Operating System - OpenVMS
1828225 Members
2514 Online
109975 Solutions
New Discussion

File copy versus disk cluster size

 
SOLVED
Go to solution
John Symmonds
New Member

File copy versus disk cluster size

When I copy a file on our VMS 7.3-2 system from
DSKA (cluster size 69) to DSKB (cluster size 9) and back again, the file size (blocks used) changes. I'm not sure why this happens, but is there any way I can restore the file back to original condition after copying it?

$Dir/size=all DSKA:[xx]temp.fil
TEMP.FIL;1 2001/2001

$Copy DSKA:[XX]TEMP.FIL DSKB:[XX]TEMP.FIL
$DIR/SIZE=ALL DSKB:[XX]TEMP.FIL
TEMP.FIL;1 2001/2007

$Copy DSKB:[XX]TEMP.FIL DSKA:[XX]TEMP2.FIL
$DIR/SIZE=ALL DSKA:[XX]TEMP2.FIL
TEMP2.FIL;1 2007/2070

TEMP.FIL info:
File organization: Relative, maximum record number: 2147483647
Shelved state: Online
Caching attribute: Writethrough
File attributes: Allocation: 2001, Extend: 0, Bucket size: 2
Global buffer count: 0, No version limit, Contiguous
Record format: Fixed length 512 byte records

Thanks,
John
11 REPLIES 11
Steven Schweda
Honored Contributor

Re: File copy versus disk cluster size

> File organization: Relative, [...]

Hmmm.
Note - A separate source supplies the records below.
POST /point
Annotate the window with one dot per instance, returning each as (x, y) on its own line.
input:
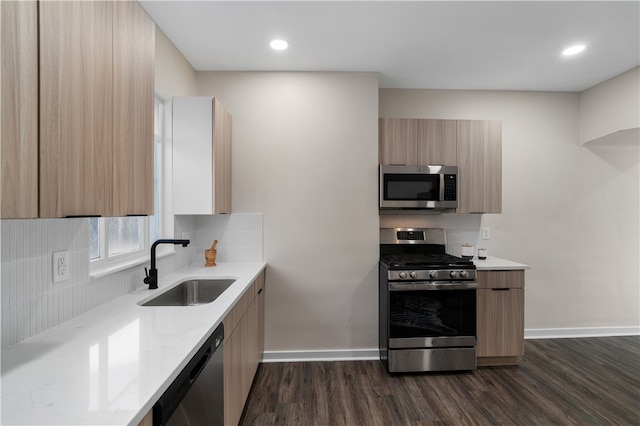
(119, 241)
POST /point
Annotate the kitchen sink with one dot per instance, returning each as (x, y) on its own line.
(192, 293)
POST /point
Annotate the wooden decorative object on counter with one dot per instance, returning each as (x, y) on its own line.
(210, 255)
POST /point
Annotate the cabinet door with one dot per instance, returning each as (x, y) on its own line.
(133, 98)
(76, 108)
(398, 141)
(221, 158)
(201, 156)
(436, 142)
(500, 325)
(19, 106)
(479, 166)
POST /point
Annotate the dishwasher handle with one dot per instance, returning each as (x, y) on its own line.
(195, 372)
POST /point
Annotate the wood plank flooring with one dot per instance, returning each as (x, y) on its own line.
(590, 381)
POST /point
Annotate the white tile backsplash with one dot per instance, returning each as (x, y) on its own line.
(460, 228)
(32, 303)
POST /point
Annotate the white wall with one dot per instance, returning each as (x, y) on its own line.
(305, 155)
(612, 109)
(568, 211)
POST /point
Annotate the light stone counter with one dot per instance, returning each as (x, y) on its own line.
(497, 264)
(110, 365)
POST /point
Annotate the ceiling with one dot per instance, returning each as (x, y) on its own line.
(502, 45)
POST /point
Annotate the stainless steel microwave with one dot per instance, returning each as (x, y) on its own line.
(432, 187)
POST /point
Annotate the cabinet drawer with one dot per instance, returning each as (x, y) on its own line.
(501, 279)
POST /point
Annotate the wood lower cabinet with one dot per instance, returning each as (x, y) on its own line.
(500, 317)
(243, 347)
(19, 107)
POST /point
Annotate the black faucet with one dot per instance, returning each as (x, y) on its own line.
(152, 275)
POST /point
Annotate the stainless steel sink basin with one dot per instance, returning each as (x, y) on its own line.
(192, 293)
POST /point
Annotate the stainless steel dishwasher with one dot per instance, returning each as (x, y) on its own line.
(196, 397)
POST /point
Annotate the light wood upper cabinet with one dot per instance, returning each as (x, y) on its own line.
(475, 146)
(201, 156)
(479, 166)
(436, 142)
(410, 141)
(19, 106)
(500, 317)
(76, 108)
(398, 141)
(133, 92)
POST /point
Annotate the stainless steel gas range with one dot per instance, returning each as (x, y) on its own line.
(427, 303)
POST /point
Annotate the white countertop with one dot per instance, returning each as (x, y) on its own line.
(497, 264)
(109, 365)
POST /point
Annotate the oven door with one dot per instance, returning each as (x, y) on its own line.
(424, 315)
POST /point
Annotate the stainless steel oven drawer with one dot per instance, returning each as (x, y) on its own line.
(420, 360)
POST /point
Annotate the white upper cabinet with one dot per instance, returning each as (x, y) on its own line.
(201, 156)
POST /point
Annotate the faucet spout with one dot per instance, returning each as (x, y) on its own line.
(152, 275)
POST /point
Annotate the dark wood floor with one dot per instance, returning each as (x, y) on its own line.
(591, 381)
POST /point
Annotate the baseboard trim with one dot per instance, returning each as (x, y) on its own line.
(567, 333)
(374, 354)
(328, 355)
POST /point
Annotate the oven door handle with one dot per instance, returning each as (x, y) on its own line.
(432, 285)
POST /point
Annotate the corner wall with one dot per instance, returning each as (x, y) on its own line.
(305, 154)
(570, 212)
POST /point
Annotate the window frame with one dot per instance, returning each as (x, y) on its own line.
(105, 265)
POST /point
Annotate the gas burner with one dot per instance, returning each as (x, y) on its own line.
(424, 261)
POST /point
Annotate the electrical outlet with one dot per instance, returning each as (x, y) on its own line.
(61, 266)
(486, 233)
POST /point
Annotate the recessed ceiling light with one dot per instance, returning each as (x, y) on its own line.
(279, 44)
(573, 50)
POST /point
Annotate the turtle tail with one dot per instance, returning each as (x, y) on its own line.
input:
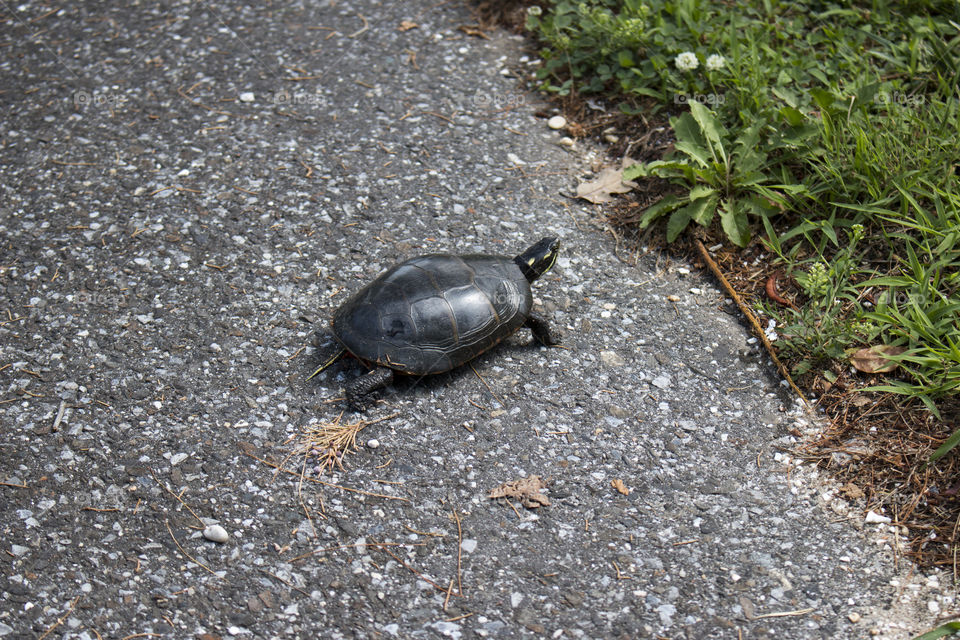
(330, 360)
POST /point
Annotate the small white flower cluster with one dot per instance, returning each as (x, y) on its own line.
(688, 61)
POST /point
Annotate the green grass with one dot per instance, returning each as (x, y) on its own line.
(827, 130)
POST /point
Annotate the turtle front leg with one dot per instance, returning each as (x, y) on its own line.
(359, 390)
(541, 331)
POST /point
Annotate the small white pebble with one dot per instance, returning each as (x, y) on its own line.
(216, 533)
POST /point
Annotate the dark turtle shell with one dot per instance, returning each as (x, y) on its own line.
(435, 312)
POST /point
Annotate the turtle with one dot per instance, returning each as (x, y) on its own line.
(435, 312)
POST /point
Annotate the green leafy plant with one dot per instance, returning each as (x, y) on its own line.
(822, 330)
(723, 174)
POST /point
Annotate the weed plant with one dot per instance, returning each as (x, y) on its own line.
(829, 129)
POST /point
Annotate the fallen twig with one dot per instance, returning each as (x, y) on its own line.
(757, 329)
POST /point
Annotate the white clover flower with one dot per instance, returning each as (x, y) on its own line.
(716, 62)
(686, 61)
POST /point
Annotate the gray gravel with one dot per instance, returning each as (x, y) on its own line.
(190, 189)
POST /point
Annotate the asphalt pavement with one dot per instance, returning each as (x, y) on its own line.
(189, 190)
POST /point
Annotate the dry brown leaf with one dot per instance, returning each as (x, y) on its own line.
(873, 360)
(617, 484)
(852, 491)
(526, 490)
(609, 181)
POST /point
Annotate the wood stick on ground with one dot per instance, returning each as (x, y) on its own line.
(745, 310)
(456, 517)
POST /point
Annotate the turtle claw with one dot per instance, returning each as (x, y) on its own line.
(359, 392)
(541, 331)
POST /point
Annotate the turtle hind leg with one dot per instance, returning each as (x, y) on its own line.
(359, 391)
(333, 358)
(541, 331)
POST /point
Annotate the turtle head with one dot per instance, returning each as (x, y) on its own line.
(538, 259)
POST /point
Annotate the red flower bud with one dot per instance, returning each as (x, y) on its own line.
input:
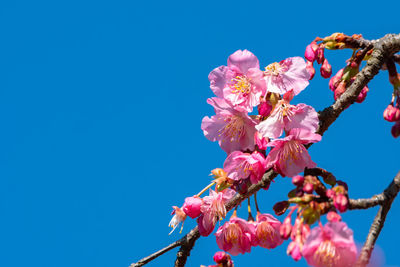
(320, 54)
(391, 113)
(341, 203)
(310, 69)
(311, 50)
(334, 81)
(396, 129)
(286, 228)
(308, 188)
(264, 108)
(326, 69)
(298, 180)
(363, 94)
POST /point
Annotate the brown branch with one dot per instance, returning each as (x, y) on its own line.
(383, 48)
(388, 196)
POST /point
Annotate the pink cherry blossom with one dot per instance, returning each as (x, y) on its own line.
(286, 117)
(241, 165)
(267, 231)
(212, 209)
(240, 82)
(289, 156)
(330, 245)
(179, 217)
(192, 206)
(235, 236)
(261, 141)
(288, 74)
(232, 128)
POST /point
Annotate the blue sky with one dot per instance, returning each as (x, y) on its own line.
(101, 104)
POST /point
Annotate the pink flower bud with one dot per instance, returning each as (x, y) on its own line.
(286, 228)
(220, 257)
(334, 81)
(363, 94)
(311, 50)
(396, 129)
(308, 188)
(310, 69)
(320, 54)
(266, 232)
(260, 141)
(294, 250)
(298, 180)
(340, 90)
(391, 113)
(192, 206)
(330, 193)
(341, 203)
(333, 217)
(264, 109)
(288, 96)
(326, 69)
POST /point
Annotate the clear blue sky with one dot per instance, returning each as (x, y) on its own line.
(100, 111)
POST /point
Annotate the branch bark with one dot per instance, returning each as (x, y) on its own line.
(383, 48)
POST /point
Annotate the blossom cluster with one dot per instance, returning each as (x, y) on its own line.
(259, 128)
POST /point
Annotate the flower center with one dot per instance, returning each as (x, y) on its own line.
(233, 232)
(326, 254)
(292, 149)
(274, 69)
(218, 207)
(265, 232)
(233, 129)
(241, 85)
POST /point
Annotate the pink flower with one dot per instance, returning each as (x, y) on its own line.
(288, 74)
(334, 81)
(286, 116)
(240, 82)
(396, 129)
(289, 156)
(260, 141)
(192, 206)
(221, 257)
(294, 250)
(179, 217)
(235, 236)
(213, 208)
(330, 245)
(241, 165)
(267, 231)
(326, 69)
(392, 113)
(233, 129)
I don't do much with these.

What does BACKUP do?
John Symmonds
New Member

Re: File copy versus disk cluster size


with backup,
$DIR/SIZE=ALL DSKA:[XX]TEMP2.FIL
TEMP2.FIL;1 2001/2070

This seems better. Is COPY broken or should I have expected this behaviour?

Hoff
Honored Contributor

Re: File copy versus disk cluster size

Is this box reasonably current on its OpenVMS Alpha V7.3-2 patches? If it is not, do start there.

A DUMP /HEADER /BLOCK=END=0 and a DIRECTORY /FULL before and after the copy, too, please?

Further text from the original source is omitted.